La Confédération prend en compte les nouvelles technologies dans le développement de la formation professionnelle. Elle a validé la nouvelle profession de spécialiste en intelligence artificielle pour répondre à l'importance croissante de l'IA dans les entreprises.

La formation d'AI business specialist avec brevet fédéral est une formation professionnelle supérieure de degré tertiaire. Les personnes possédant ce titre sont responsables de l'exploitation systématique des potentiels liés à l'IA, a indiqué mardi le Secrétariat d'Etat à la formation, à la recherche et à l'innovation (SEFRI) dans un communiqué.
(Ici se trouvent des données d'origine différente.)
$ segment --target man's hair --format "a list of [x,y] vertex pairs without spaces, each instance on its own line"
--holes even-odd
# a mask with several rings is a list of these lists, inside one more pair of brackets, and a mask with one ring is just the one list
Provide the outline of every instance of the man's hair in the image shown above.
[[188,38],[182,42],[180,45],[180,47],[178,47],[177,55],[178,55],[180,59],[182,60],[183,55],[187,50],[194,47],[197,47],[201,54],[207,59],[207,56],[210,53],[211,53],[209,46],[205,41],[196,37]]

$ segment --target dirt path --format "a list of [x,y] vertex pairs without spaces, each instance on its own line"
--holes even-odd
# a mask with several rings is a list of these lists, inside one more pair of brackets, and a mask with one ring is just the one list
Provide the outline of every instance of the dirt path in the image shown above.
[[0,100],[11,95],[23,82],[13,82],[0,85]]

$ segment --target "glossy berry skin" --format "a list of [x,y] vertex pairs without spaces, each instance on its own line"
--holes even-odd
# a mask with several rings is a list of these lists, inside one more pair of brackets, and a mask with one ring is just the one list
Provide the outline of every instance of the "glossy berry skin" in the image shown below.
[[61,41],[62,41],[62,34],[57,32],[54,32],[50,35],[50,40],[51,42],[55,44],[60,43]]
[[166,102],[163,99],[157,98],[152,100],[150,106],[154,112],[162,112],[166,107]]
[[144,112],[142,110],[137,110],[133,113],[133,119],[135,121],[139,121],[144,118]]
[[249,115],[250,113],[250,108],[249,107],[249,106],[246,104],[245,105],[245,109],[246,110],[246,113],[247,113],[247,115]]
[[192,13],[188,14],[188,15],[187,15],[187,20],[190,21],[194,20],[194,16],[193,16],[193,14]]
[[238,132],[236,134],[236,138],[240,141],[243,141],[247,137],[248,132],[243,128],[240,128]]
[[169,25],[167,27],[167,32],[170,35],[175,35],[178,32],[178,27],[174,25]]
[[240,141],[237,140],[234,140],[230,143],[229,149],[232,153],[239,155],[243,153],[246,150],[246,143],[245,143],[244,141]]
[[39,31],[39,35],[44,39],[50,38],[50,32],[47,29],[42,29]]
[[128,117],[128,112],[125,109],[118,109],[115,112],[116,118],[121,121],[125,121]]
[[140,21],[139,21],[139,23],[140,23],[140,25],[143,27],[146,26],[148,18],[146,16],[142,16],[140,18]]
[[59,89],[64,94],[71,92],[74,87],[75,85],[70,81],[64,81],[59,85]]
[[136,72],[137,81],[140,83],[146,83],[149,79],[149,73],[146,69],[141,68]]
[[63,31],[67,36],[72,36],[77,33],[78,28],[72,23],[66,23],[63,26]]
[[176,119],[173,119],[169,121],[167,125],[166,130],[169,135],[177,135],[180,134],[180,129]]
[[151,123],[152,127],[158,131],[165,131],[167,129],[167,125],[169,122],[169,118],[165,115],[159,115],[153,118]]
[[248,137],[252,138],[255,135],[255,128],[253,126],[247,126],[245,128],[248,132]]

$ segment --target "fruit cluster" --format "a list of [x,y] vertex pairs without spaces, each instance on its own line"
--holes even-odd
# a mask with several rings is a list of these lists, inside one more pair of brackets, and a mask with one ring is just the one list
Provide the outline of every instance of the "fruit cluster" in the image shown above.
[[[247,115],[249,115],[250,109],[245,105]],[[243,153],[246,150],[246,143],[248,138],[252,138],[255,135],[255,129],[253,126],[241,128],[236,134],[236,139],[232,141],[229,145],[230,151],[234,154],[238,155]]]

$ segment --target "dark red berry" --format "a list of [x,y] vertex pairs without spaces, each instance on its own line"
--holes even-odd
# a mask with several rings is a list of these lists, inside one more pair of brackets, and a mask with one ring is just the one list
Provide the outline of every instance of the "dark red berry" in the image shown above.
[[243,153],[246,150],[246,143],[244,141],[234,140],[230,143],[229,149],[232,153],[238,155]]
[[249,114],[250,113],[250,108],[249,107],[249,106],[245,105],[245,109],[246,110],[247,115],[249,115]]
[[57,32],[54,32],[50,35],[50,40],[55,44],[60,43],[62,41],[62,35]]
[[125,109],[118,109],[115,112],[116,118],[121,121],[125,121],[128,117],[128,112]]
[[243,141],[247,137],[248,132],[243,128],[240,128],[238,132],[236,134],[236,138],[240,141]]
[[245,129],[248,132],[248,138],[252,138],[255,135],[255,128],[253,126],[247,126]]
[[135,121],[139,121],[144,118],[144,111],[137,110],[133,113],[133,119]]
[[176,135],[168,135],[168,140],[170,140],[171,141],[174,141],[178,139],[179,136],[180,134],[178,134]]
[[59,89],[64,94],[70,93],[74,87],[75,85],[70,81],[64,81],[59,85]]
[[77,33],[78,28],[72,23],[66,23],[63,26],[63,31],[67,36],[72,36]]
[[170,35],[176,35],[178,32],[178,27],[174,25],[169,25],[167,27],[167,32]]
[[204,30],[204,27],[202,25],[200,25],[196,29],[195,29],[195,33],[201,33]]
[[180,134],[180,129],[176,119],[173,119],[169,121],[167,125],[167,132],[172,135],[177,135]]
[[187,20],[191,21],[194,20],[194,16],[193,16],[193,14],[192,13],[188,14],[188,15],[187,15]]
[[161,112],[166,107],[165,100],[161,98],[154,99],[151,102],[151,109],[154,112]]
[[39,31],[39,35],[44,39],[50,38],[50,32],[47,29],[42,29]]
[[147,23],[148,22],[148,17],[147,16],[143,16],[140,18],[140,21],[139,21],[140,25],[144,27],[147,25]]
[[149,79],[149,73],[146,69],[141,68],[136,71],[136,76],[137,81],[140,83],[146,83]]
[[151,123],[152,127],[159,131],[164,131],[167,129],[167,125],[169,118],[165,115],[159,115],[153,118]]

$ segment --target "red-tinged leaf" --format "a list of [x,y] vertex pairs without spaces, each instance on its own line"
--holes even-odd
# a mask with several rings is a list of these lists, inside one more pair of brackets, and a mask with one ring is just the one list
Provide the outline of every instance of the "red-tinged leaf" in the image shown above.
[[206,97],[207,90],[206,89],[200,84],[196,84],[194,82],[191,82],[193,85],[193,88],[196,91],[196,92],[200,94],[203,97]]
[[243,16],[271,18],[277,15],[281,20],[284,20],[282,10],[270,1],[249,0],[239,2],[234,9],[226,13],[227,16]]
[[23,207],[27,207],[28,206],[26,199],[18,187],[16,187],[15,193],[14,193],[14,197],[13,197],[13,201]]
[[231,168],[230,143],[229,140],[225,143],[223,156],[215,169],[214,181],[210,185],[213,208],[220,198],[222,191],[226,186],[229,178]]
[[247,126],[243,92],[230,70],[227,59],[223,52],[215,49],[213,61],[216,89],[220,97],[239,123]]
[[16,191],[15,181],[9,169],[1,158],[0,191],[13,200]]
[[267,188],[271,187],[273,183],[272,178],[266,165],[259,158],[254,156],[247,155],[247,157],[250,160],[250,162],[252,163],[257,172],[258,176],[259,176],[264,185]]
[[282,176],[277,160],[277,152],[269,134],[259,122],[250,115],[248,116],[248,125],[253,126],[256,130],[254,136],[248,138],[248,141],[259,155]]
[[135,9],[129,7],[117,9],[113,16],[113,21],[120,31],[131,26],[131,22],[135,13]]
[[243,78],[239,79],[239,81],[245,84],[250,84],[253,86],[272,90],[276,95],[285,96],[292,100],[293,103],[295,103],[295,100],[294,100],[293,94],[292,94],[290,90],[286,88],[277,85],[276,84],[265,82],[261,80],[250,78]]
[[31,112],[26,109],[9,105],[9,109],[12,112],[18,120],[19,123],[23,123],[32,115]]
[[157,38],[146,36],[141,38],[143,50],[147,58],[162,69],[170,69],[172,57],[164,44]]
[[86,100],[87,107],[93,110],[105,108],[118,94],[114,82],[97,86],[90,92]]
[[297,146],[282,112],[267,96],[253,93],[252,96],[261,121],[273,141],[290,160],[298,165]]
Et d'expliquer que ces personnes sont chargées d'examiner les possibilités d'application et d'accompagner les projets liés à l'IA tout au long de leur cycle de vie. Il s'agit d'optimiser les processus opérationnels, de développer en continu des produits et services ainsi que d'améliorer les conditions de travail, tout en garantissant un usage de l'IA qui soit "responsable, efficace et conforme aux exigences économiques, sociales et éthiques".

42 formations révisées

Par ailleurs, le SEFRI a révisé 42 autres formations à partir de la rentrée 2026, comme celles d'installateur-électricien, d'agriculteur, de maître-bottier orthopédiste ou encore de spécialiste en gestion d'entreprise technique. Parmi elles, 22 sont au niveau de la formation professionnelle initiale et 20 au niveau de la formation professionnelle supérieure.

Les développements économiques, technologiques, écologiques et didactiques, ainsi que les besoins en personnel qualifié qui en découlent, conduisent à l'abrogation, à la création ou à la révision de professions, développe le SEFRI. Un réexamen a lieu tous les cinq ans au moins.

La Confédération édicte les ordonnances correspondantes et approuve les plans d'études. De leur côté, les cantons, les organisations du monde du travail et les écoles supérieures sont responsables de l'exécution et de la mise en oeuvre.